Providing year-round tennis for athletes with intellectual disabilities does more than provide wellness and socialization for the athletes. The parents recognize the importance of the social network formed with other families living with the same hopes, dreams and challenges. This network provides needed information about residential arrangements, career choices, and social opportunities. The parents found both support and guidance among new friends. Having this support network available year-round would be a tremendous support system for them.
Coaches and volunteers recognize the importance of the difference they were making in the lives of these athletes. As mentors, they demonstrate not only proper tennis techniques, but also proper social interactions. These athletes have different learning styles, and most learn best by following a visual example. The modeling done by the caring coaches taught the athletes how to respond to each other with kindness and patience. The modeling done by the volunteers serving as partners for the athletes taught respect and awareness of differences. Having the athletes and volunteers working together on the tennis courts bleeds out into the community and improves the level of inclusiveness for all.

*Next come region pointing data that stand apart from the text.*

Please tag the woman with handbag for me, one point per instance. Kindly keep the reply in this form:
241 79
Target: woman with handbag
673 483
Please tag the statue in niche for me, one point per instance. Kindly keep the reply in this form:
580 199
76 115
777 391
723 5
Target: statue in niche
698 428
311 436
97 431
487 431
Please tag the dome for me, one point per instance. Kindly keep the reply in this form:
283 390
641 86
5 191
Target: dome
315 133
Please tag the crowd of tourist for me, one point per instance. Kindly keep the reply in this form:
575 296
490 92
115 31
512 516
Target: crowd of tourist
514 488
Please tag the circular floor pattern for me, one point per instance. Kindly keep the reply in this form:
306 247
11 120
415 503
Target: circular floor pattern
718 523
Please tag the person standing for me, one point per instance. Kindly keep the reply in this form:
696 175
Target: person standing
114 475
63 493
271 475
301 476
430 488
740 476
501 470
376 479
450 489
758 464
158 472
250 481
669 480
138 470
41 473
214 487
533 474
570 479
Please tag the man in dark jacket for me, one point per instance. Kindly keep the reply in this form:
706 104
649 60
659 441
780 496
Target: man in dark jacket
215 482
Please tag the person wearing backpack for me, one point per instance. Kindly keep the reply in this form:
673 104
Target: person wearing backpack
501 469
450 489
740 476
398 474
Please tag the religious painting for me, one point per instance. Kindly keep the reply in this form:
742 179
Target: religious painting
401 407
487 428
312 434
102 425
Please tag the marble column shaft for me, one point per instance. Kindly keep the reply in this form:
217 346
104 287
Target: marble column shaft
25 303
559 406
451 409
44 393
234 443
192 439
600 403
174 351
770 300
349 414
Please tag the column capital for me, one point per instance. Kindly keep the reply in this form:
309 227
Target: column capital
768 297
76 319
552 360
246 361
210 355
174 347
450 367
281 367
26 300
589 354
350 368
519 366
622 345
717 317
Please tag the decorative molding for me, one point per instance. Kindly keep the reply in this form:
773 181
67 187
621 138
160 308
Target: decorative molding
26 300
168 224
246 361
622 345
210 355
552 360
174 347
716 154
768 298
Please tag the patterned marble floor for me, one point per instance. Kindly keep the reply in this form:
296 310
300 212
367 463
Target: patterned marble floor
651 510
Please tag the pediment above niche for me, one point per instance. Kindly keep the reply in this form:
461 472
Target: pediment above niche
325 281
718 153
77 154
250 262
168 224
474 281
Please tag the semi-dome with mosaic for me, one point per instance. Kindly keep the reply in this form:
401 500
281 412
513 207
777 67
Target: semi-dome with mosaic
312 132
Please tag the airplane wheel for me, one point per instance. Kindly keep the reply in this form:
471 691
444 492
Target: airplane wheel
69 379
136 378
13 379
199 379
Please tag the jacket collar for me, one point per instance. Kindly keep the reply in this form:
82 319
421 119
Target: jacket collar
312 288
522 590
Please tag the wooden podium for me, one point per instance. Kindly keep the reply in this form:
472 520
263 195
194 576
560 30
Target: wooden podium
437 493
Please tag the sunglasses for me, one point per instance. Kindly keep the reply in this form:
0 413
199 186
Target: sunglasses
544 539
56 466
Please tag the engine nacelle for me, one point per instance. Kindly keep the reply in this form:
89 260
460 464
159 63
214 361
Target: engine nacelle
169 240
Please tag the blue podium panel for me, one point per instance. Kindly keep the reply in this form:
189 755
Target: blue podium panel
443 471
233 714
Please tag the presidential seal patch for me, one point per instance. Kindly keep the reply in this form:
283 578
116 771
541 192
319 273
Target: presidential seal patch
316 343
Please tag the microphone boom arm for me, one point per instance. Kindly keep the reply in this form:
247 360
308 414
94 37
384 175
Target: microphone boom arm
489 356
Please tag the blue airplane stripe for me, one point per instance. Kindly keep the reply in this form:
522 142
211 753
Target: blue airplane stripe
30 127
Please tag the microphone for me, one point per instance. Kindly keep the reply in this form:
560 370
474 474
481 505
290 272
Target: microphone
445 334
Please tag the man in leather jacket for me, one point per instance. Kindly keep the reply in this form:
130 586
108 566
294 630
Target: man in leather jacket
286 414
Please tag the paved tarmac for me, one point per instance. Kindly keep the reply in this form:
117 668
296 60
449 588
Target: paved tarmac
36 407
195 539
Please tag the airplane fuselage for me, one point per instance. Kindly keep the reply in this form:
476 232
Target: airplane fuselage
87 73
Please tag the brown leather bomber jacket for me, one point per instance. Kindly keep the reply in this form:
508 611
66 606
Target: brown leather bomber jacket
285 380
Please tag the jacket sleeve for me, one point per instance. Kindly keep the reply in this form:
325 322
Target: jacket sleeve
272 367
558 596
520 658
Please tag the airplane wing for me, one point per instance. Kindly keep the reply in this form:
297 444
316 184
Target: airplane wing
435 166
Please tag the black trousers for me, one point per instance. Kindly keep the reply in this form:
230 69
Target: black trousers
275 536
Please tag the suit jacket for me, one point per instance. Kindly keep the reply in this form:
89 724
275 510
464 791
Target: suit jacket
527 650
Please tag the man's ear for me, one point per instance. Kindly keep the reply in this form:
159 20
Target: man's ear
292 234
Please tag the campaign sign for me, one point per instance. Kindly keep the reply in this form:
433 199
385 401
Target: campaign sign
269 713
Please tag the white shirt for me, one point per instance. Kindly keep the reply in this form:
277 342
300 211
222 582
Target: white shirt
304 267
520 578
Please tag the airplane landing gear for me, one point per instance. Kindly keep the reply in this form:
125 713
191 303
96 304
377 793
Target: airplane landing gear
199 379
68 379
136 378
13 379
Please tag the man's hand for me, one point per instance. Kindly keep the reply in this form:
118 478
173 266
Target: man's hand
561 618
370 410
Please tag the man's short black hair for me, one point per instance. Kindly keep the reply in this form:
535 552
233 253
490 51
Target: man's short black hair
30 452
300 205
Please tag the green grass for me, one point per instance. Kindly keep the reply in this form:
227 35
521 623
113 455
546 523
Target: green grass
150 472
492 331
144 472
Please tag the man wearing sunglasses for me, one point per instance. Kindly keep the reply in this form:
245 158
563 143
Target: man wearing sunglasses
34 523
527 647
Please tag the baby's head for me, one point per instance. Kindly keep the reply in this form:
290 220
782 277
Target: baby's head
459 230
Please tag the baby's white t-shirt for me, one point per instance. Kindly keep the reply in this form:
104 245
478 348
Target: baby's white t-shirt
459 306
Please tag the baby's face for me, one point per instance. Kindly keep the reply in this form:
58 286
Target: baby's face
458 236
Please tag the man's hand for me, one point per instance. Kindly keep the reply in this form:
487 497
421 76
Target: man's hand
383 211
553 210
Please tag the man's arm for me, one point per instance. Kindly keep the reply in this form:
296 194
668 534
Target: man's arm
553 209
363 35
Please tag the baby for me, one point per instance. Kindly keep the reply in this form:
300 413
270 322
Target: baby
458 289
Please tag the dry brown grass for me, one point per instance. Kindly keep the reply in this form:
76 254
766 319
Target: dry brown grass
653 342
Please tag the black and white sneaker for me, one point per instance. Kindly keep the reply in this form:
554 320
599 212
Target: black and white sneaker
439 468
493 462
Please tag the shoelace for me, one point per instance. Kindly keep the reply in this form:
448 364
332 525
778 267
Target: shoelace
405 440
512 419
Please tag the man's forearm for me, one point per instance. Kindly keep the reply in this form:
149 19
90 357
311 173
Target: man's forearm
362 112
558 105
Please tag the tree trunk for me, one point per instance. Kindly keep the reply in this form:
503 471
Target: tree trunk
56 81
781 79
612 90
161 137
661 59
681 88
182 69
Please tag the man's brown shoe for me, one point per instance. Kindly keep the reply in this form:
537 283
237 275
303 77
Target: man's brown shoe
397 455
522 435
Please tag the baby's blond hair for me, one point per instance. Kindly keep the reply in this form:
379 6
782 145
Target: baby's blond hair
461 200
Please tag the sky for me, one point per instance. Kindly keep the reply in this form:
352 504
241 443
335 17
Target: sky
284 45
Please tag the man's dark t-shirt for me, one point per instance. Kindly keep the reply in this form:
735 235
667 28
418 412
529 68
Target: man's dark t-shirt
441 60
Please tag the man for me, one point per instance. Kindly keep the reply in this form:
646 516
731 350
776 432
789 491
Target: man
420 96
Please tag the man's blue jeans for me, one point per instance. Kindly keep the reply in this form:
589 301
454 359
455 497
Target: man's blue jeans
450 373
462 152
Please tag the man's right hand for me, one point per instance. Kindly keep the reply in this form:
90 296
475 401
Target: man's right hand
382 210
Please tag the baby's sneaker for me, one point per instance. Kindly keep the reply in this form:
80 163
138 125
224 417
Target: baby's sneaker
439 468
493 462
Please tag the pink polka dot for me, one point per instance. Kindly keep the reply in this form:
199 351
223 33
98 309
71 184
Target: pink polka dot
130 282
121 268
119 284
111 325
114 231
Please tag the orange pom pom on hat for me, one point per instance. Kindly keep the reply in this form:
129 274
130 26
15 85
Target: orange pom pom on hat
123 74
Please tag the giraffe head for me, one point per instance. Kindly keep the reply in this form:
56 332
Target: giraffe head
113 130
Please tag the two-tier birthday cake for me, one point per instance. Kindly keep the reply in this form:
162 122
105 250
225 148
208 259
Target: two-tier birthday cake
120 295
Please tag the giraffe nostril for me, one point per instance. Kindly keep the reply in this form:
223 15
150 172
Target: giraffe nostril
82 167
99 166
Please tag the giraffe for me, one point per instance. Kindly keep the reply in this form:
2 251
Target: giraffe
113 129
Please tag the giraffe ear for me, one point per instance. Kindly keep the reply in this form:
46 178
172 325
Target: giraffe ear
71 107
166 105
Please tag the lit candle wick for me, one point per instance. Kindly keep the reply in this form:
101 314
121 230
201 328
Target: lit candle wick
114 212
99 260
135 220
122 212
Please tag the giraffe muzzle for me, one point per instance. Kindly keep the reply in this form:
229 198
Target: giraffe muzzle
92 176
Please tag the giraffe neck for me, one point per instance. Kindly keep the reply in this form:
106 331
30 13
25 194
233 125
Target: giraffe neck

With the desire and will to continue these important relationships, Abilities Tennis began to form in 2007. We exist to provide continuing education for our athletes . In 2012 we became a 501(c)3 non-profit organization and we are a Community Tennis Association (CTA) under the USTA umbrella. We hope to educate mind and body. We hope to inspire both athletes and volunteers to become better citizens, learning acceptance and tolerance. We hope to provide exercise for the body, teach tennis strategy to exercise the mind, and model patience and acceptance to further the social interactions of all our athletes. Each Community Tennis Association under USTA guidelines is asked to provide inclusive opportunities for the community. As a statewide organization, Abilities Tennis is able to help other CTAs meet their goal by pairing tennis athletes with intellectual disabilities with coaches and mentors. Abilities Tennis helps the USTA meet its goal of offering a positive tennis experience for all. We want everyone to laugh and have fun, and be examples throughout the tennis world!